Finanzvorstand Harald Wilhelm: «Mehr Dynamik im zweiten Halbjahr.» (Archivbild)

Die wesentlichen Kennzahlen bewegten sich im Einklang mit der Jahresprognose. Die Ergebnisse bestätigten, dass Mercedes auf Kurs sei, die Jahresprognose zu erreichen, sagte Finanzvorstand Harald Wilhelm laut Mitteilung. "Die starke Nachfrage nach unseren neuen Produkten und die gut gefüllten Auftragsbücher bilden eine solide Grundlage für mehr Dynamik im zweiten Halbjahr", so Wilhelm.

Umsatz geht leicht zurück

Das operative Ergebnis (Ebit) fiel im ersten Quartal dieses Jahres um 16,8 Prozent von rund 2,3 Milliarden Euro auf 1,9 Milliarden Euro. Der Umsatz auf Konzernebene ging um knapp fünf Prozent auf 31,6 Milliarden Euro zurück.

Probleme bereitete dem Autobauer weiterhin vor allem die Pkw-Sparte, in der das operative Ergebnis um mehr als die Hälfte von rund 1,76 Milliarden Euro auf 809 Millionen Euro einbrach. Bereinigt stand bei den Pkw letztlich eine Umsatzrendite von gerade einmal 4,1 Prozent, nach 7,3 Prozent im Vorjahresquartal. Besser lief es hingegen in den Geschäftsfeldern Vans und Financial Services.

China-Geschäfte belasten den Absatz

Ein deutliches Minus in China hatte bei Mercedes im ersten Quartal dieses Jahres für einen Absatzrückgang gesorgt. Insgesamt war der Pkw-Absatz um sechs Prozent auf 419.400 Fahrzeuge zurückgegangen.

Der Autobauer hat schon länger mit Rückgängen zu kämpfen, neben dem Absatz auch bei Gewinn und Umsatz. 2025 war der Gewinn um knapp die Hälfte von 10,4 Milliarden Euro auf 5,3 Milliarden Euro eingebrochen. Zölle, negative Wechselkurseffekte und der intensive Wettbewerb in China hätten die Ergebnisse belastet, hieß es. Auch 2024 waren die Geschäfte bereits schlecht gelaufen. Die Schwaben hatten daraufhin reagiert und ein Sparprogramm aufgelegt. 

Zahlreiche neue Modelle sollen die Geschäfte wieder ankurbeln. Das bislang größte Produktanlaufprogramm von Mercedes mit mehr als 40 neuen Modellen zwischen 2025 und 2027 gewinne weiter an Dynamik, hieß es laut Mitteilung. Dieses Jahr habe Mercedes bereits mehrere wichtige Modelle eingeführt, darunter etwa eine überarbeitete Version der S-Klasse oder die neue elektrische C-Klasse.

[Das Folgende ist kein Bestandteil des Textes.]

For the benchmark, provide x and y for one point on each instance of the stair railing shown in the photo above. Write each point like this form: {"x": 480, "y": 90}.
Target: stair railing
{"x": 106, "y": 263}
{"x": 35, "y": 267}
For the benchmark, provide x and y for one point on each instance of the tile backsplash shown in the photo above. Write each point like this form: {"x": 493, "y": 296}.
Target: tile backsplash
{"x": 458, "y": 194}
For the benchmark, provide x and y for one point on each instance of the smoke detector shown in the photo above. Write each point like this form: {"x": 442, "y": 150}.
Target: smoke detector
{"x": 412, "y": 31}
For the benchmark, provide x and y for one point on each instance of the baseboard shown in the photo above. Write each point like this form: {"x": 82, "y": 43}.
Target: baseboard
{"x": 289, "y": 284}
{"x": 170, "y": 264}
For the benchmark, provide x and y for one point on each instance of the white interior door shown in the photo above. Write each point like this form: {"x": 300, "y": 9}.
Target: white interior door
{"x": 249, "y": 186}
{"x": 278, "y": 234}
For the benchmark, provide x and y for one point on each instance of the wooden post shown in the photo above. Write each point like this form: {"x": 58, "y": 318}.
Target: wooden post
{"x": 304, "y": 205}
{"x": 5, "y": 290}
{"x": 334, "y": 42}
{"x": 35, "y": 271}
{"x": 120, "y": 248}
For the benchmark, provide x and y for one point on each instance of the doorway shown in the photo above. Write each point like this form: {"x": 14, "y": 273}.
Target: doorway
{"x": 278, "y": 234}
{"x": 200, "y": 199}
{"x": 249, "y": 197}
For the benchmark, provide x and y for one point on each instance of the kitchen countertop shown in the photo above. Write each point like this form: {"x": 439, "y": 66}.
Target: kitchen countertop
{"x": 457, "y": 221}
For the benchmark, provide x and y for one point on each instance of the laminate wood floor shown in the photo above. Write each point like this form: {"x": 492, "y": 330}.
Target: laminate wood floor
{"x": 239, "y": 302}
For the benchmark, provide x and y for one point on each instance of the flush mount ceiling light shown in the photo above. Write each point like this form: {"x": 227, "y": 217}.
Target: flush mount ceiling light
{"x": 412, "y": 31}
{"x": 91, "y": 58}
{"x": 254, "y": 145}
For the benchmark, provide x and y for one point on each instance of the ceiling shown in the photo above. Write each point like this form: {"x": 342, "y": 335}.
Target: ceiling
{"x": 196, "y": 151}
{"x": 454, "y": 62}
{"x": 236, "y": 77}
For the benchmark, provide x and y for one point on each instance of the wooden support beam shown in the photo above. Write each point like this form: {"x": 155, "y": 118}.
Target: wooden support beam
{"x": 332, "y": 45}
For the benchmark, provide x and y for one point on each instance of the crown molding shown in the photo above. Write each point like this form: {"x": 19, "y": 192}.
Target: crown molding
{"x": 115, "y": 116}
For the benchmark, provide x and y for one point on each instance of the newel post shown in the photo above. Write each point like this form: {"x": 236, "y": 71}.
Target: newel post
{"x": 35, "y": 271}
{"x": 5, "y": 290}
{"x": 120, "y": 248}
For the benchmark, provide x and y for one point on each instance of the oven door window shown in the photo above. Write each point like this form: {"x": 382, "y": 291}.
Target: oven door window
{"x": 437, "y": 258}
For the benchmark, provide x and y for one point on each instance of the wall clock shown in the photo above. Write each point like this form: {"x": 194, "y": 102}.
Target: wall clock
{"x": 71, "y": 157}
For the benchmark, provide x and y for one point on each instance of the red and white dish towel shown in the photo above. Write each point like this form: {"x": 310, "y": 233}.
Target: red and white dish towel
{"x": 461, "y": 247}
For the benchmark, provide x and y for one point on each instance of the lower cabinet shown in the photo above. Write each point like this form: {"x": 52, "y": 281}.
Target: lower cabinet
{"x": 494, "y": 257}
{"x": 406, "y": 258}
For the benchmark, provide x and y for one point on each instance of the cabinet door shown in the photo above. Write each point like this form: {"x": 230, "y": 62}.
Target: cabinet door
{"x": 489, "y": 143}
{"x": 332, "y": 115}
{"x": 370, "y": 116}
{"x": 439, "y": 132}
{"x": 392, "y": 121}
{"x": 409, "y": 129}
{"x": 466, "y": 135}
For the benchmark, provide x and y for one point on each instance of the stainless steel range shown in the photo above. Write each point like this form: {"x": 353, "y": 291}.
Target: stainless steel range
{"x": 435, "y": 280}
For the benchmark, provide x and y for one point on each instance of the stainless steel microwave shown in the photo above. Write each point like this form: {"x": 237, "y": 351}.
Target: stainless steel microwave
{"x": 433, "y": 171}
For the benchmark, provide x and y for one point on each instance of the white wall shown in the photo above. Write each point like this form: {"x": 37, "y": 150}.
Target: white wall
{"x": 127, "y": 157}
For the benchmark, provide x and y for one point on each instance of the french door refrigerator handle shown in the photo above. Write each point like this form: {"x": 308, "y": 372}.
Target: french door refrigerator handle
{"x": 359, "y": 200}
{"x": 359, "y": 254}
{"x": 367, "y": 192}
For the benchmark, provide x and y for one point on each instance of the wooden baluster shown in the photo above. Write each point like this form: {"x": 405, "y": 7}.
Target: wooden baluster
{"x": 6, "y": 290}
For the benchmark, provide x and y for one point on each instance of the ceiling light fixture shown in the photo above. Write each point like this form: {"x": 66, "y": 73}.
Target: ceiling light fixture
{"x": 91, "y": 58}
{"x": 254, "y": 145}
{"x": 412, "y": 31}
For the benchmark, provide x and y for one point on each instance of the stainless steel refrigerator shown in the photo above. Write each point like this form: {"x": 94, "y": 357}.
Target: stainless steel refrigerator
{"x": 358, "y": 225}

Verträge zum Athlon-Verkauf unterzeichnet

Bekannt wurde am Mittwoch auch, dass Mercedes eigenen Angaben zufolge im April Verträge mit der französischen Bank BNP Paribas zum Verkauf seiner Leasingtochter Athlon unterzeichnet hat. Zum Kaufpreis machten die Schwaben keine Angaben. Der Vollzug der Transaktion stehe unter dem Vorbehalt behördlicher Genehmigungen und werde für die zweite Jahreshälfte 2026 erwartet.